İsrail ile Filistin arasındaki çatışmalar, 7 Ekim 2023 tarihindeki Hamas’ın İsrail’e karşı başlattığı saldırıyla yeni bir boyut kazandı. Kürt sorununda olduğu gibi Filistin sorununun çözümsüzlüğü de Ortadoğu’da yaşanan kaosu derinleştiriyor. Bu sorunun çözümsüzlüğünden kaynaklı Filistin’de bitmek bilmeyen çatışmaların etkisini en fazla yaşayan kesim ise hiç kuşkusuz kadın ve çocuklar.
İsrail’in 7 Ekim’den bu yana Gazze Şeridi’ne düzenlediği saldırılarda yaşamını yitirenlerin sayısının 43 bin 972’ye, yaralı sayısının da 104 bin 8’e yükseldiği kaydedildi. Birleşmiş Milletler (BM) Kadın Birimi’nin yayımladığı raporda, Gazze’de yerinden edilen 1.9 milyon kişinin yaklaşık 1 milyonunun kadın olduğu bildirildi. Göçe zorlanan kadınların en büyük sorunu “mahremiyet ve hijyen” olurken, saatte iki annenin hayatını kaybettiği kaydedildi. BM Nüfus Fonu (UNFPA), çatışmaların şiddetlendiği ilk aylarda Gazze’de 45 bin hamile ve 68 bin emziren kadın ölüm riskiyle karşı karşıya olduğunu aktardı.

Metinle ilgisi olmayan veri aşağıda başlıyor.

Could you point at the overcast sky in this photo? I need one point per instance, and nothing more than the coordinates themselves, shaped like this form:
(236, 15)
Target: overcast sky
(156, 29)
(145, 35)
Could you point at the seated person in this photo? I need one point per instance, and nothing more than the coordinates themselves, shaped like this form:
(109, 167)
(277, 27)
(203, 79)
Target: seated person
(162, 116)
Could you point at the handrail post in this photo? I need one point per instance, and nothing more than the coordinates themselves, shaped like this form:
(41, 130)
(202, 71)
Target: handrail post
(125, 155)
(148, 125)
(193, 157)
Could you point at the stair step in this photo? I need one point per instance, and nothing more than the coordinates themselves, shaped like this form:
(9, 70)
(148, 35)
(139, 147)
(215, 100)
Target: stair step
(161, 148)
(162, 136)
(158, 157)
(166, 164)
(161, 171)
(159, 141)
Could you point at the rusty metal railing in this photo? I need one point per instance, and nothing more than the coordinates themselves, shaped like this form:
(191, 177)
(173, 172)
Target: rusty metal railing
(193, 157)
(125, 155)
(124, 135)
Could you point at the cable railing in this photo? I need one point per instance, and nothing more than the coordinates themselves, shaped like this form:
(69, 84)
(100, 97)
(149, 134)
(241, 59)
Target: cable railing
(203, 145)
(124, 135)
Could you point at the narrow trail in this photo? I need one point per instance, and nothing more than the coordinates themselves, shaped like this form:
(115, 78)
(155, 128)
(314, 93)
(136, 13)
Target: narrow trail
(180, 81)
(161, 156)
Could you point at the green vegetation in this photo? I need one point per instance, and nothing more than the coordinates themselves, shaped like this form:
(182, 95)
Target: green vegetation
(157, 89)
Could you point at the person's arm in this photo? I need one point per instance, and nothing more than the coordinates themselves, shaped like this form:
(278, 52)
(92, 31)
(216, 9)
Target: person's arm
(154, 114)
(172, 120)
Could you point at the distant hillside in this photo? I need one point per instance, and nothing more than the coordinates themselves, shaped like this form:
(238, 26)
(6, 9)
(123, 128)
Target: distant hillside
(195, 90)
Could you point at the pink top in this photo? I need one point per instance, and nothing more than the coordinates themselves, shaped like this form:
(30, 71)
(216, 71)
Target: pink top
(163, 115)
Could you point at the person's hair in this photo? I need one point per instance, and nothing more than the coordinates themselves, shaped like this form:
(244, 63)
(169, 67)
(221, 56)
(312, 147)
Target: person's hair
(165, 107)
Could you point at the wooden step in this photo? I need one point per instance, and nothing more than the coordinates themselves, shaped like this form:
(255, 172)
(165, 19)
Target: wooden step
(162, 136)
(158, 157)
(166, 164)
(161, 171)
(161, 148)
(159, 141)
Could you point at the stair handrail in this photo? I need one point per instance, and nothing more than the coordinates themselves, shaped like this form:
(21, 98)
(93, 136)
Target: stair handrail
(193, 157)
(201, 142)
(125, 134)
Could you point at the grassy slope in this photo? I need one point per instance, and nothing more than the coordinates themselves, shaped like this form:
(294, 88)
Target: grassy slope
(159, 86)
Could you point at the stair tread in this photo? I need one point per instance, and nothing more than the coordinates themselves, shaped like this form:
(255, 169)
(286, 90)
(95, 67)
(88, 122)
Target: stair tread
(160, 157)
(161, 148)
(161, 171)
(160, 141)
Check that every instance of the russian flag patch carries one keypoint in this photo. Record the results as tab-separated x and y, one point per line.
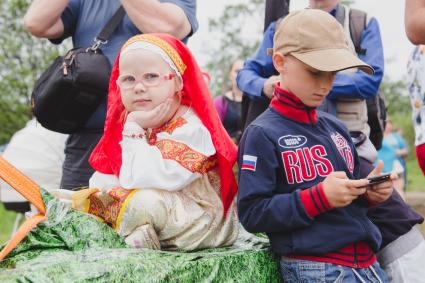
249	162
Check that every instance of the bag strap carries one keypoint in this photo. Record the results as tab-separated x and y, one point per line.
357	26
109	28
31	191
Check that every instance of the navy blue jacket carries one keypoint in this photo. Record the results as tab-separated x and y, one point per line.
284	155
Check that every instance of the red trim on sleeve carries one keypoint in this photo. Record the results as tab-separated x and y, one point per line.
315	201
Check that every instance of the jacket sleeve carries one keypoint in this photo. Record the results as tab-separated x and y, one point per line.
258	68
261	207
69	19
172	162
359	84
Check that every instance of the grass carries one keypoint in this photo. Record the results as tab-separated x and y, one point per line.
415	182
7	219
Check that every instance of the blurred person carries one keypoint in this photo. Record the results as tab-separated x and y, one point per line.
414	21
228	105
416	88
347	98
390	153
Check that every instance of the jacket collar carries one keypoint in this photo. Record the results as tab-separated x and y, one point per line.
290	106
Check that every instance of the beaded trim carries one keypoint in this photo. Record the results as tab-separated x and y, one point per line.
171	52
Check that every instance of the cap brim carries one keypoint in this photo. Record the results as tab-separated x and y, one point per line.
333	60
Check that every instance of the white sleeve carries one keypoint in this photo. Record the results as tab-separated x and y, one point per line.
174	160
103	181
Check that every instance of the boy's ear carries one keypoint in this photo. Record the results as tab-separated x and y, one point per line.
279	62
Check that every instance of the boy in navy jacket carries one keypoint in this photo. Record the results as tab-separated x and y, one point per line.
299	170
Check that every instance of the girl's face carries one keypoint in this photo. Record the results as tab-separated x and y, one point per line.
146	81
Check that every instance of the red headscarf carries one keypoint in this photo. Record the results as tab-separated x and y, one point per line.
106	157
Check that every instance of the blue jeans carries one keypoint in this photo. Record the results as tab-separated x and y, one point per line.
295	270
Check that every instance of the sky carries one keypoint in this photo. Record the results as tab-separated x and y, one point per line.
389	13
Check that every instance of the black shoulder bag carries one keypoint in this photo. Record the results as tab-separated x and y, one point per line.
70	90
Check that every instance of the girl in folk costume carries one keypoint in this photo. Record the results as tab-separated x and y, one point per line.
164	163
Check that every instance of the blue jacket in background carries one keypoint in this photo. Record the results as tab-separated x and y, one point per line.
357	85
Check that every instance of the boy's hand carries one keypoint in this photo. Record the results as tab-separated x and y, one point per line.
155	117
380	192
341	191
268	88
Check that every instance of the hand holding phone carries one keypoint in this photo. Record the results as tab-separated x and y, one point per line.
378	179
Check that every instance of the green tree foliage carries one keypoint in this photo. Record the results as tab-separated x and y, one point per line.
399	109
22	60
236	34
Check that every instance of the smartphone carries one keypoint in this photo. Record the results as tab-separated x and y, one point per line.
378	179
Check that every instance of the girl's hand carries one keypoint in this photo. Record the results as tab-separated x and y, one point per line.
155	117
380	192
341	191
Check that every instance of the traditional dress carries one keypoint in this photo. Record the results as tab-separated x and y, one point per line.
170	187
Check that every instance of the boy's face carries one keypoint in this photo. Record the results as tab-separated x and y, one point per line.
311	86
148	75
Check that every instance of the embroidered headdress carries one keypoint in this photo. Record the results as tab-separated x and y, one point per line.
106	157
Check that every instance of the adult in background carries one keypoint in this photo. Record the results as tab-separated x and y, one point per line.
228	105
83	20
414	21
391	153
349	90
416	87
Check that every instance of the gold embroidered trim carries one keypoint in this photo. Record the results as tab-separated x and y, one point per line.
190	159
168	128
110	206
171	52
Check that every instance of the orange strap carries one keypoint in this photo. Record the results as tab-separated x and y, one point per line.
29	190
21	234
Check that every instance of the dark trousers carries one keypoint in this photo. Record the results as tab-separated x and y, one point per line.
76	170
252	108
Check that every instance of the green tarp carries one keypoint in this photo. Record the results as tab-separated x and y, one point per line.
74	247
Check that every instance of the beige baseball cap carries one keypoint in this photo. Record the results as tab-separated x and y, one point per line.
317	39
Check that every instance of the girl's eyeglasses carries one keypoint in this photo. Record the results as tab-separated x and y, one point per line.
127	82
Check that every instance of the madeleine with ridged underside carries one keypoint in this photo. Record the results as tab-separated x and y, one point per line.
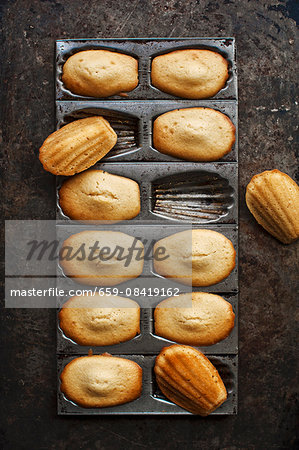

İşgal altındaki Batı Şeria’nın El-Bireh kentinde yaşayan Filistinli Amal Wahdan, 25 Kasım Kadına Yönelik Şiddete Karşı Uluslararası Mücadele Günü dolasıyla Mezopotamya Ajansı’na (MA) konuştu.
MÜCADELEDE KADINLAR HEP EN ÖNDE
Tek Demokratik Filistin Devleti Meclisi (One Democratic State of Palestine Assembly) Koordinatörü olan Amal Wahdan, Birinci İntifa sırasında İsrail güçleri tarafından ev hapsine maruz kaldı, tutuklandı ve sınır dışı edildi.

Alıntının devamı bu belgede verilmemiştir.